Fausto de Aguiar Cardoso (December 22, 1864 – August 28, 1906) was a Brazilian lawyer, poet, philosopher, and politician from the state of Sergipe. He was born in a rural part of the state Sergipe, and studied at the Faculty of Law of Recife in Pernambuco. He was elected to political office in 1900, and came into dispute with Olímpio Campos in Rio de Janeiro, the seat of the First Brazilian Republic. Cardoso returned to Sergipe in 1906 and led a revolt against the state government. He was assassinated in 1906 by federal troops summoned to the state by Olímpio Campos. Cardoso's sons, in turn, avenged their father's death and murdered Olímpio Campos shortly after in Rio de Janeiro.

==Early life and career==

Fausto Cardoso was born in Sergipe on Engenho São Félix, a plantation in present-day Divina Pastora. Cardoso completed preparatory school in Sergipe, and secondary school at Colégio Sete de Setembro in Salvador, Bahia. He entered the Faculty of Law of Recife in Pernambuco in 1880. He became a disciple of Tobias Barreto (1839-1889), a poet and literary critic, also of Sergipe. He became a member of the Movement for the Renewal of National Thought (Movimento de Renovação do Pensamento Nacional). Cardoso wrote for newspapers in Recife and became an editor of the newspaper Saara.
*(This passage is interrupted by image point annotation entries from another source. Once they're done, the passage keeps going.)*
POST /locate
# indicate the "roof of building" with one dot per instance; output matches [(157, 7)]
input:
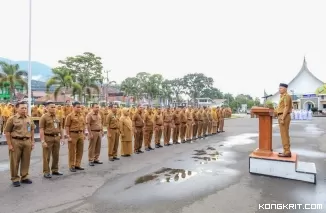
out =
[(307, 75), (60, 98), (304, 69)]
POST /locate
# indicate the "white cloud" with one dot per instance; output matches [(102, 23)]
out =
[(246, 46)]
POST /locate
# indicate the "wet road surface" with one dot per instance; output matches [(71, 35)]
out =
[(209, 175)]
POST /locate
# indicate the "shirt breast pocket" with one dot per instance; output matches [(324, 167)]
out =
[(17, 125)]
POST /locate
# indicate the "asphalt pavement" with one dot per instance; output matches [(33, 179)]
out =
[(209, 175)]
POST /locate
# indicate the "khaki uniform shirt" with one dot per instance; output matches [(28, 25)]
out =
[(176, 118), (112, 121), (20, 126), (183, 117), (137, 121), (75, 122), (167, 117), (95, 121), (50, 123), (285, 102), (158, 119)]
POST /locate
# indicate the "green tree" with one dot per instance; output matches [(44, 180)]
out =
[(257, 102), (177, 88), (130, 86), (166, 92), (195, 83), (153, 86), (88, 85), (63, 81), (12, 75), (212, 93)]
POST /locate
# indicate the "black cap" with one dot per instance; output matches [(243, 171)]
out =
[(75, 103), (48, 103), (283, 85)]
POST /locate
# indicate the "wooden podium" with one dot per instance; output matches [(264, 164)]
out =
[(265, 116), (263, 161)]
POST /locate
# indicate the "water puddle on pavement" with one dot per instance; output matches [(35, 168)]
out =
[(241, 139), (312, 129), (166, 175), (206, 156)]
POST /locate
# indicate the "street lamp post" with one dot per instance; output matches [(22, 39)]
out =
[(29, 91)]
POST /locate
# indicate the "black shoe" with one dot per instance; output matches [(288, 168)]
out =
[(57, 173), (26, 181), (47, 175), (16, 184), (79, 168)]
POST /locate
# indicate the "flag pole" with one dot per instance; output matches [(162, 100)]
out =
[(29, 90)]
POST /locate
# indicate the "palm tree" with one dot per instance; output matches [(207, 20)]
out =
[(130, 86), (166, 92), (62, 80), (153, 85), (11, 75), (87, 85)]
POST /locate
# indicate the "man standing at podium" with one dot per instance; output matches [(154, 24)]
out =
[(283, 113)]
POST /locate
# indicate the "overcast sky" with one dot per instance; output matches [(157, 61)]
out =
[(245, 45)]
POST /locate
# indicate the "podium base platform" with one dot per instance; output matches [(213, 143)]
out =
[(288, 168)]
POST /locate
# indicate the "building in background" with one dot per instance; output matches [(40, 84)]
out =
[(302, 88)]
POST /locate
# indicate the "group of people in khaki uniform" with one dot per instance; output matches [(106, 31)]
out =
[(133, 127)]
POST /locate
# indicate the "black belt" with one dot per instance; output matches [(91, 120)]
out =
[(282, 113), (76, 131), (21, 138), (52, 135)]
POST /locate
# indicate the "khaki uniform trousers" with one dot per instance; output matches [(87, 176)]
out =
[(221, 124), (209, 127), (200, 129), (76, 149), (113, 139), (20, 157), (183, 129), (189, 130), (176, 133), (214, 127), (139, 137), (94, 146), (158, 134), (148, 135), (205, 127), (51, 151), (284, 130), (195, 130), (167, 132)]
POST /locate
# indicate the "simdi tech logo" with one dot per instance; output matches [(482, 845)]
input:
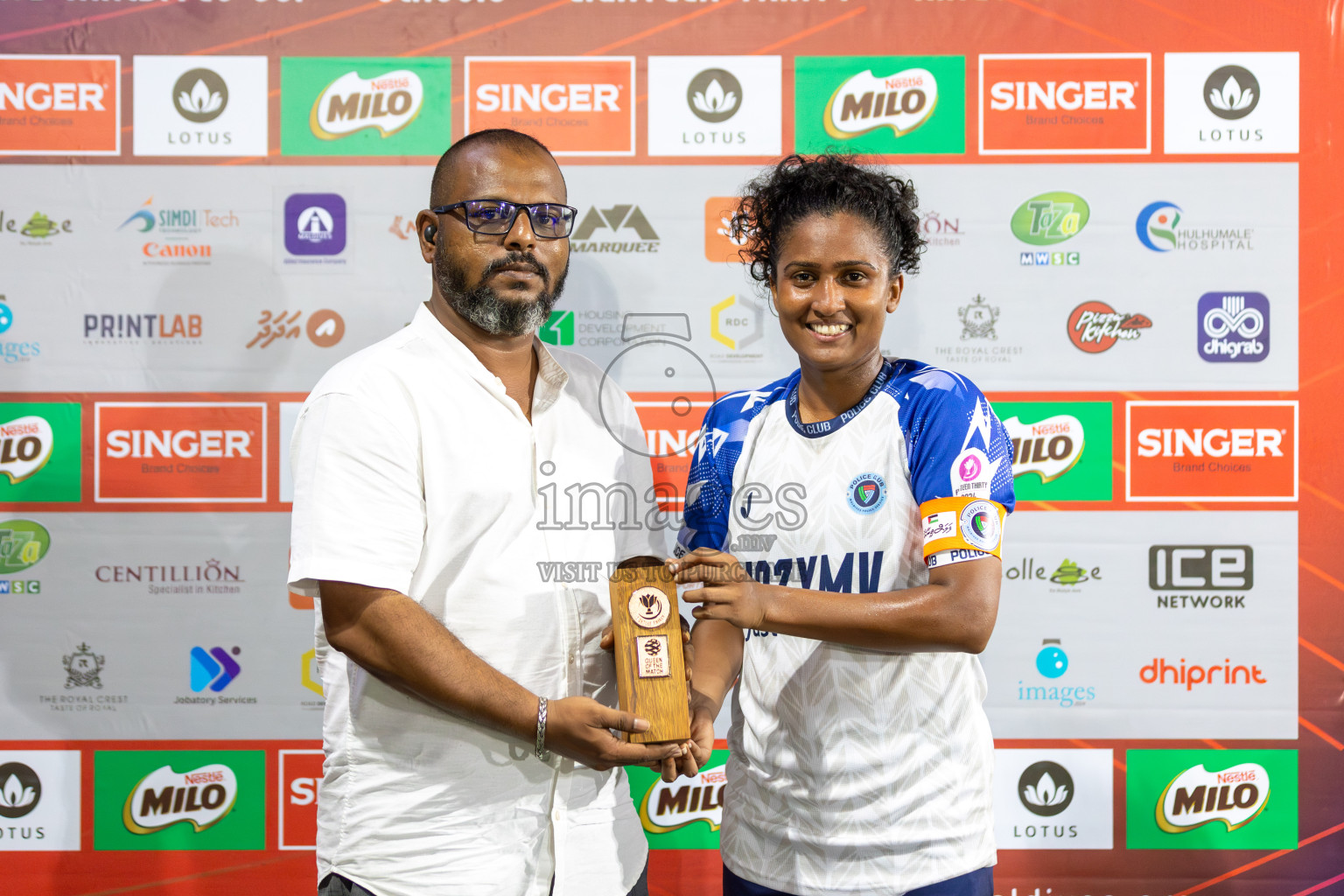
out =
[(365, 107), (179, 800), (60, 105), (1211, 800), (576, 105), (880, 103), (1065, 103), (1211, 451), (180, 452), (200, 105)]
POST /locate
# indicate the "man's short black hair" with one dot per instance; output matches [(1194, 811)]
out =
[(515, 140)]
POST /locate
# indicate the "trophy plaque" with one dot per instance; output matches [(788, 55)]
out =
[(649, 665)]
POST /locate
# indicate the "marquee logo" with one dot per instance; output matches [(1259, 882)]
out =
[(1211, 451), (60, 105), (576, 105), (1065, 103), (180, 452)]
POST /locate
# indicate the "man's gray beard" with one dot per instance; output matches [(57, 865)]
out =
[(491, 312)]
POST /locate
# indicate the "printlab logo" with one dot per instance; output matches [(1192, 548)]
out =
[(20, 790), (1231, 93), (84, 668), (1233, 326), (1046, 788), (214, 669)]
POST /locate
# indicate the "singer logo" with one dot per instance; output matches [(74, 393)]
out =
[(576, 105), (1211, 452), (180, 452), (1068, 103), (60, 105)]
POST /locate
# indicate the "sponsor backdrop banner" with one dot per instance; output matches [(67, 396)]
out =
[(1133, 250)]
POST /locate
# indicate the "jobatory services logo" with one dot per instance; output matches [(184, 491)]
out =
[(180, 452), (1062, 451), (880, 103), (62, 105), (200, 107), (1065, 103), (179, 800), (1211, 800), (1231, 102), (1233, 326), (715, 107), (1211, 451), (576, 105), (40, 449), (365, 107)]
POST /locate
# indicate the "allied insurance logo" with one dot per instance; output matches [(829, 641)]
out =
[(365, 107), (60, 105), (179, 452), (1065, 103), (576, 105), (880, 103), (1211, 451)]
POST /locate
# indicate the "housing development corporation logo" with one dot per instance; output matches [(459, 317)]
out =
[(60, 105), (879, 103), (1065, 103)]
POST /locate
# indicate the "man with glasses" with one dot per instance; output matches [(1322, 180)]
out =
[(468, 700)]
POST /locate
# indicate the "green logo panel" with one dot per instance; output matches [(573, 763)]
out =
[(1211, 800), (365, 107), (39, 452), (1062, 451), (880, 103), (179, 800), (683, 815)]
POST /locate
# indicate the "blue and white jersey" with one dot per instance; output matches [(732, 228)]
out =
[(852, 770)]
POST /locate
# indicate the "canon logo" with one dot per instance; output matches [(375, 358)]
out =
[(547, 97), (65, 95), (1215, 442), (1065, 94), (179, 444)]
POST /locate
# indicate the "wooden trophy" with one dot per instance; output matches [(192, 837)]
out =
[(649, 665)]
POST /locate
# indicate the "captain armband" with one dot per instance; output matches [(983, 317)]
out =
[(964, 528)]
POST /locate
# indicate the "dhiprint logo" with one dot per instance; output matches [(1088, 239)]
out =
[(1231, 93), (215, 669), (1233, 326), (200, 95), (1046, 788)]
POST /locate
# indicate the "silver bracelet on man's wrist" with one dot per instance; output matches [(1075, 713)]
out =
[(542, 752)]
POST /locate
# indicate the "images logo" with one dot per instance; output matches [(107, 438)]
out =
[(365, 107), (576, 105), (880, 103), (215, 669), (60, 105), (1211, 451), (1211, 800), (1233, 326), (1065, 103), (1095, 326), (180, 452)]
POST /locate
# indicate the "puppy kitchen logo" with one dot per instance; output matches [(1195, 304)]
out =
[(179, 800), (365, 107), (1211, 800), (880, 103)]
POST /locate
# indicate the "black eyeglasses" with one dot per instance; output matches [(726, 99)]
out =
[(495, 216)]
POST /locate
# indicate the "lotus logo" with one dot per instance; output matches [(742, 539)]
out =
[(200, 95), (20, 788), (714, 95), (1046, 788), (1231, 93)]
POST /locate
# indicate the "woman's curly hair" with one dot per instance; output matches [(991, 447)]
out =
[(799, 187)]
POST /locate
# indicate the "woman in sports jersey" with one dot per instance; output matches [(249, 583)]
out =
[(845, 526)]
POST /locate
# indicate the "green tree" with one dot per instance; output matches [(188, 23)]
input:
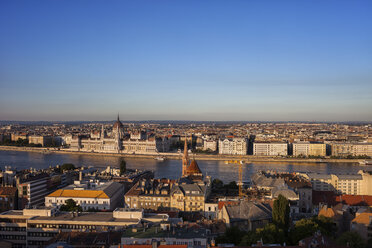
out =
[(250, 238), (307, 227), (232, 235), (281, 212), (71, 206), (123, 166), (352, 239)]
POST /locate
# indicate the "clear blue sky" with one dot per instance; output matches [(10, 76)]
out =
[(186, 60)]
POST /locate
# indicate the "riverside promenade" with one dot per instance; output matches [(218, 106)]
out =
[(198, 156)]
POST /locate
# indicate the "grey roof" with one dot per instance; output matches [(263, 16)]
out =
[(263, 181), (350, 177), (286, 192), (319, 176), (249, 211)]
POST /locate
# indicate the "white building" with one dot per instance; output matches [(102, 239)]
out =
[(89, 195), (350, 184), (234, 146), (270, 149)]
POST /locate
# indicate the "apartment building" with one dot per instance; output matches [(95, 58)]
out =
[(351, 149), (270, 149), (8, 198), (167, 194), (35, 227), (351, 184), (89, 195), (309, 149), (233, 146)]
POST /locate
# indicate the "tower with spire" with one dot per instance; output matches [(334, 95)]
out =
[(185, 159)]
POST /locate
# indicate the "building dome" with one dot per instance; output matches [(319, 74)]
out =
[(193, 168), (118, 124)]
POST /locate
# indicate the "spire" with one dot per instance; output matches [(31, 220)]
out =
[(185, 158)]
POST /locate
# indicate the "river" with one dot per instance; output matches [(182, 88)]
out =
[(168, 168)]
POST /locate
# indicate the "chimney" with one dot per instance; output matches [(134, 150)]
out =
[(154, 243)]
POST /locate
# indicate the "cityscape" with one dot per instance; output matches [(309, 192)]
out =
[(185, 124)]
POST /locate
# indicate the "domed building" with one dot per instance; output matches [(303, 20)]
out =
[(192, 170), (118, 129)]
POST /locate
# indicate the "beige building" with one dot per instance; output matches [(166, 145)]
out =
[(34, 228), (362, 224), (309, 149), (351, 184), (89, 195), (233, 146), (351, 149), (270, 149)]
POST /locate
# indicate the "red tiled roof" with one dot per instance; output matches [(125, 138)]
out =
[(327, 197), (223, 203), (150, 246), (355, 200)]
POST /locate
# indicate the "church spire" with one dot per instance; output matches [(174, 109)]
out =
[(185, 158)]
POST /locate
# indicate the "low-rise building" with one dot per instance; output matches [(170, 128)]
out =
[(233, 146), (270, 149), (89, 195), (8, 198), (309, 149), (37, 226)]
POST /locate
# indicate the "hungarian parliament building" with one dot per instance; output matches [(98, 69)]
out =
[(118, 142)]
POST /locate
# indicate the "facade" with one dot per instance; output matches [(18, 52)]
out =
[(210, 145), (351, 184), (309, 149), (89, 195), (246, 215), (351, 149), (32, 190), (362, 224), (36, 227), (234, 146), (270, 149), (40, 140), (8, 198), (118, 142)]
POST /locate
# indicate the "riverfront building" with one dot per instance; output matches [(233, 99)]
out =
[(270, 149), (89, 195), (233, 146), (309, 149), (351, 184), (351, 149), (118, 142), (36, 227)]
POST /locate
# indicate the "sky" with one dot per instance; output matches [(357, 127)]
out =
[(186, 60)]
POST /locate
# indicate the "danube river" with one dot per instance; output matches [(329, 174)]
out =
[(168, 168)]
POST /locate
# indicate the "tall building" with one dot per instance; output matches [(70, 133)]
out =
[(118, 142)]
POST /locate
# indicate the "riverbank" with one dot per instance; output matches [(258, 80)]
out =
[(177, 156)]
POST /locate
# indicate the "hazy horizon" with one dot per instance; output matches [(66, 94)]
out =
[(186, 60)]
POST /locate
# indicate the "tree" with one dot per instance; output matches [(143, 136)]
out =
[(233, 235), (352, 239), (123, 166), (71, 206), (307, 227), (217, 184), (281, 212)]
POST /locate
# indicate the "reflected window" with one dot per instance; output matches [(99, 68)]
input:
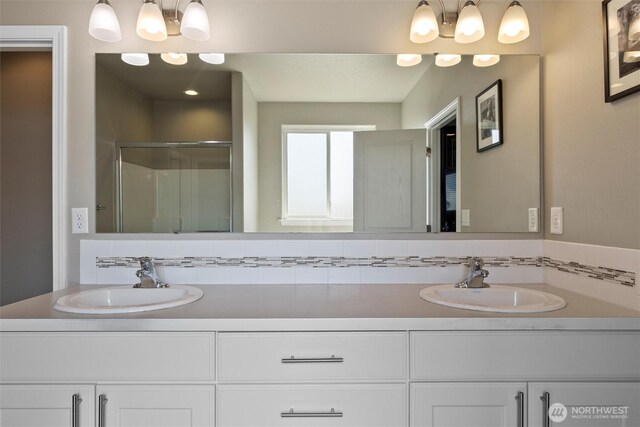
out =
[(318, 176)]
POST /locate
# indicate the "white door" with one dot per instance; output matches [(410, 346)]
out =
[(389, 180), (46, 405), (155, 406), (467, 404), (585, 404)]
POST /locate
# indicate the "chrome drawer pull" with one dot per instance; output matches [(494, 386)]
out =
[(332, 359), (75, 410), (293, 414), (102, 410)]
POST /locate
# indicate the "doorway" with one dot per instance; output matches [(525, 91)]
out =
[(26, 225)]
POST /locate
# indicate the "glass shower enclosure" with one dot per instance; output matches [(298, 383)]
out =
[(173, 187)]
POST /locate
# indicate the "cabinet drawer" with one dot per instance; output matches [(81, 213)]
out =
[(524, 355), (312, 405), (106, 356), (316, 356)]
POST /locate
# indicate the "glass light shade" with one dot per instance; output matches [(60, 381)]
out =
[(151, 24), (103, 24), (424, 26), (634, 29), (631, 56), (408, 59), (212, 58), (515, 25), (195, 22), (485, 60), (447, 60), (174, 58), (470, 26), (137, 59)]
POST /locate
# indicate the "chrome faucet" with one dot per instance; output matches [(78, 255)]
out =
[(148, 276), (476, 276)]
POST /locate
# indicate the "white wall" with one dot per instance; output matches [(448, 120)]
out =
[(271, 117), (250, 157)]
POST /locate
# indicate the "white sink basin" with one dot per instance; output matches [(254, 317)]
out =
[(126, 299), (498, 299)]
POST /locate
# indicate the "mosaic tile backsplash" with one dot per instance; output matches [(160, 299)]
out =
[(213, 262)]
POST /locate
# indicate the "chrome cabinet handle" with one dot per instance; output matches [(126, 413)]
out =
[(332, 359), (520, 399), (293, 414), (102, 409), (75, 410), (546, 398)]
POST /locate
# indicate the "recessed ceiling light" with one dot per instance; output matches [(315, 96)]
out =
[(137, 59), (174, 58), (212, 58), (485, 60), (447, 60), (408, 59)]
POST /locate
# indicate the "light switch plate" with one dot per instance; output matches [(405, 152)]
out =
[(465, 217), (79, 220), (557, 226), (533, 220)]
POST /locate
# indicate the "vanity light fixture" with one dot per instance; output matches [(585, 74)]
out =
[(174, 58), (150, 24), (447, 60), (515, 25), (408, 59), (485, 60), (470, 26), (466, 25), (212, 58), (424, 26), (154, 23), (137, 59), (103, 24)]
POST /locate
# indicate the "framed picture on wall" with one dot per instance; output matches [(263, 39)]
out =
[(489, 117), (621, 26)]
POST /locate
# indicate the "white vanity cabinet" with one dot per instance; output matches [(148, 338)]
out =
[(129, 379), (155, 405), (468, 404), (38, 405), (349, 379)]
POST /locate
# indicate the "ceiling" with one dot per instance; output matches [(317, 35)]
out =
[(275, 77)]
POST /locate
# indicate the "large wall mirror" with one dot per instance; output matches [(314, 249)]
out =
[(317, 143)]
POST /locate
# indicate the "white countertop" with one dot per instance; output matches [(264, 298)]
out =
[(317, 307)]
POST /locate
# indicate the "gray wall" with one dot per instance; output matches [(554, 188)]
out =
[(271, 117), (26, 268), (498, 185), (592, 149)]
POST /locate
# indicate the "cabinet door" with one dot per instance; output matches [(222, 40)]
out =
[(588, 404), (467, 404), (327, 405), (46, 405), (155, 406)]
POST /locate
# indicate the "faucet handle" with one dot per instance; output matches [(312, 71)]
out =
[(475, 263)]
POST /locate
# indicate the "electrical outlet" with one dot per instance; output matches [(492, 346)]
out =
[(533, 220), (79, 220), (465, 217), (557, 221)]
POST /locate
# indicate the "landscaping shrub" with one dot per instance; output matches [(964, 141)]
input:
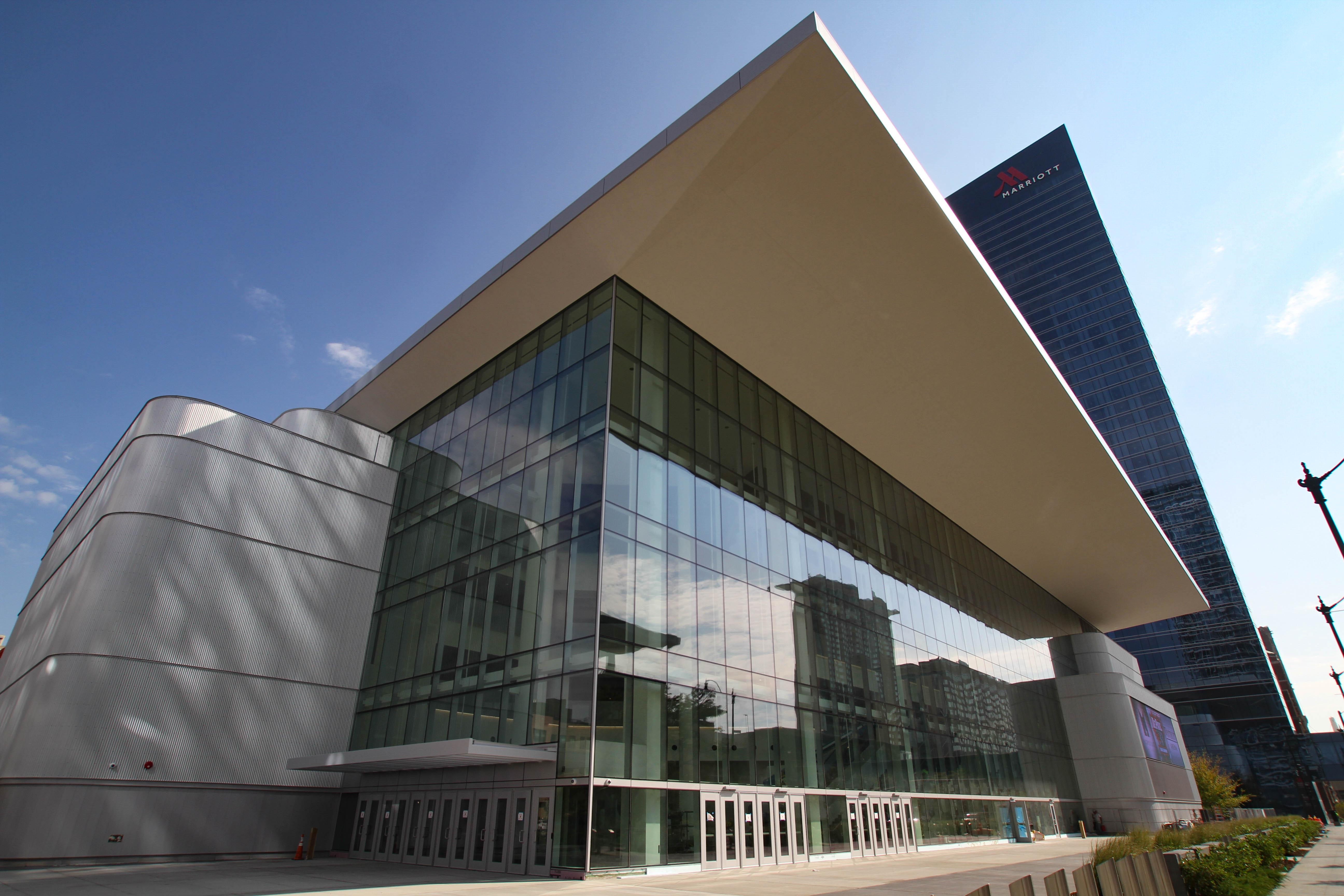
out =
[(1248, 867), (1252, 866), (1232, 870)]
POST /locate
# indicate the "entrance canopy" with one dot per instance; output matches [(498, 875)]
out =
[(786, 221), (439, 754)]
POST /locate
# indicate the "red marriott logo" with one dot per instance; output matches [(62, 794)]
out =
[(1013, 180), (1010, 179)]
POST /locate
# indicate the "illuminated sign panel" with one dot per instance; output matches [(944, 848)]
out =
[(1159, 735)]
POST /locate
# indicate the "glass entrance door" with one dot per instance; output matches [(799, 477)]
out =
[(909, 827), (366, 827), (424, 850), (389, 827), (453, 840), (538, 847), (718, 831), (413, 824), (861, 828), (746, 829)]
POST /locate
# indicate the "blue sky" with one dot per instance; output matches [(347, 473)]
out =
[(205, 199)]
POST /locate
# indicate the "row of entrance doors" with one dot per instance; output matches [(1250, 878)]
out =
[(745, 829), (509, 831), (881, 827), (501, 831)]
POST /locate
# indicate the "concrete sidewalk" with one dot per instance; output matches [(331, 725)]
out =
[(1322, 871), (941, 872)]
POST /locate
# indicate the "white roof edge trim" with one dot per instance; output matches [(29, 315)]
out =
[(1013, 307), (425, 755), (810, 26)]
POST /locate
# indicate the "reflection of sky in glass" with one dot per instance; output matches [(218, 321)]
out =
[(716, 528)]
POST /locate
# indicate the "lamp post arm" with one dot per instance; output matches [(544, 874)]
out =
[(1314, 486)]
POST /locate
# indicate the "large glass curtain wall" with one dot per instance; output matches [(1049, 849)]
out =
[(779, 612), (775, 610), (487, 608)]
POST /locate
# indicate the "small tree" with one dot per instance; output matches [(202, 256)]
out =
[(1217, 788)]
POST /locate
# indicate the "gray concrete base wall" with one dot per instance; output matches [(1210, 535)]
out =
[(1116, 778), (69, 821)]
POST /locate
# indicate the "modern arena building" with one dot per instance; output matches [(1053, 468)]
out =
[(736, 519)]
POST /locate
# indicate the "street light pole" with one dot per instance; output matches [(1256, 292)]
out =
[(1314, 486), (1326, 612)]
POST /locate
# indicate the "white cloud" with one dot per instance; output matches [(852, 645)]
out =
[(263, 300), (273, 308), (1198, 321), (1316, 292), (11, 489), (353, 359), (26, 479)]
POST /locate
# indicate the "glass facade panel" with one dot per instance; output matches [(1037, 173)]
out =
[(694, 584), (846, 633), (1039, 229), (487, 608)]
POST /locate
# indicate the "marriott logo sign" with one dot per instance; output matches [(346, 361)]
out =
[(1013, 180)]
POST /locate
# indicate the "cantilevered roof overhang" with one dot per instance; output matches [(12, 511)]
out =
[(787, 222), (436, 754)]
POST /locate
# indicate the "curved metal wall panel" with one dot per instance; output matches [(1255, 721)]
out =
[(338, 432), (273, 445), (74, 717), (186, 480), (206, 598), (202, 606)]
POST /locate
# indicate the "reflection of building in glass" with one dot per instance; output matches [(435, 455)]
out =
[(1042, 234)]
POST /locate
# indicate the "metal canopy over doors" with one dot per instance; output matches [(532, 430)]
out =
[(752, 828), (490, 829)]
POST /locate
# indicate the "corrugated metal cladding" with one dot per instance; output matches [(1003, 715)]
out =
[(204, 608)]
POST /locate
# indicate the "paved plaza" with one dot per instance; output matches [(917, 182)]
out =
[(941, 872)]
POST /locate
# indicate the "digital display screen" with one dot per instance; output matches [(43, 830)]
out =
[(1159, 735)]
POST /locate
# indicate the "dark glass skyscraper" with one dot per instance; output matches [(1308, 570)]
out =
[(1035, 222)]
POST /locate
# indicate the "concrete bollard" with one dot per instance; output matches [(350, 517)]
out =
[(1109, 879), (1085, 880)]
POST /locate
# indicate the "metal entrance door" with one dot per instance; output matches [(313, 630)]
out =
[(720, 845), (538, 847), (413, 824), (861, 828), (781, 835), (478, 829), (889, 828), (909, 827), (366, 827), (424, 848), (453, 842), (390, 827)]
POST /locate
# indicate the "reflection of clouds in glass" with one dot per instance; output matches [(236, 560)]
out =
[(920, 624)]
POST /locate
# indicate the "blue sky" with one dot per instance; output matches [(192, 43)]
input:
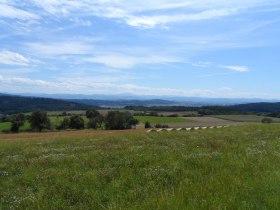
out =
[(206, 48)]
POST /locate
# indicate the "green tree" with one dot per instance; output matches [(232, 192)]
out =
[(77, 122), (96, 122), (65, 124), (116, 120), (148, 125), (17, 121), (39, 120)]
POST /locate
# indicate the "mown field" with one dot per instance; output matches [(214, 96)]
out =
[(161, 120), (229, 168), (246, 118)]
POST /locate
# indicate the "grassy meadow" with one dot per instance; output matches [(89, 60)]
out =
[(246, 118), (229, 168), (55, 121), (160, 120)]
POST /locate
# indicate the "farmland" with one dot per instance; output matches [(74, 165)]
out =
[(246, 118), (155, 119), (229, 168)]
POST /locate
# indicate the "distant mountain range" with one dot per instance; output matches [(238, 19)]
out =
[(13, 104), (186, 101)]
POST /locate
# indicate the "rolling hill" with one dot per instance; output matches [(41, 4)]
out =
[(13, 104)]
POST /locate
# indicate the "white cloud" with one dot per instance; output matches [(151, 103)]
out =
[(59, 48), (152, 21), (236, 68), (12, 58), (86, 86), (141, 13), (126, 62), (7, 11)]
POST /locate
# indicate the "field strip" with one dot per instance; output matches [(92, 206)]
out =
[(185, 129)]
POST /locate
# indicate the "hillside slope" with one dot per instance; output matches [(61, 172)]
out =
[(15, 104)]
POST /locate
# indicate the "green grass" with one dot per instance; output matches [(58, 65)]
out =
[(229, 168), (55, 121), (246, 118), (160, 120)]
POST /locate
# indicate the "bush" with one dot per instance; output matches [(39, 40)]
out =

Cardoso returned to Sergipe after graduation from law school in Recife. He became a public prosecutor first in Capela and later in Laranjeiras. Cardoso witnessed the strength of the growing republican movement in Laranjeiras that foreshadowed the end of the Empire of Brazil in 1889. He fell out of favor with local politicians in Sergipe due to his support of republican ideals, and moved to Rio de Janeiro. He worked as a law professor, journalist, and professor. Cardoso wrote Concepção Monistica do Universo, a book on philosophy, and later "Taxonomia Social", on social science in this period. He additionally published numerous articles on history and law.

==Political career==

Cardoso and Sílvio Romero supported Colonel Manuel Prisciliano de Oliveira Valadão, who was running for a seat in the Senate from Sergipe in 1894; Valadão's investiture was approved by President Floriano Peixoto. The candidacy was declared illegal and created discontent, resulting in the shortening of the Constitutional Government presided over by José Calazans. The dispute led to the creation of two groups: the Pebas, which represented the elites of Aracaju; and the Cabaús, which represented the elites of the rural sugarcane region, and favored José Calazans. The dispute lasted for much of the 1890s.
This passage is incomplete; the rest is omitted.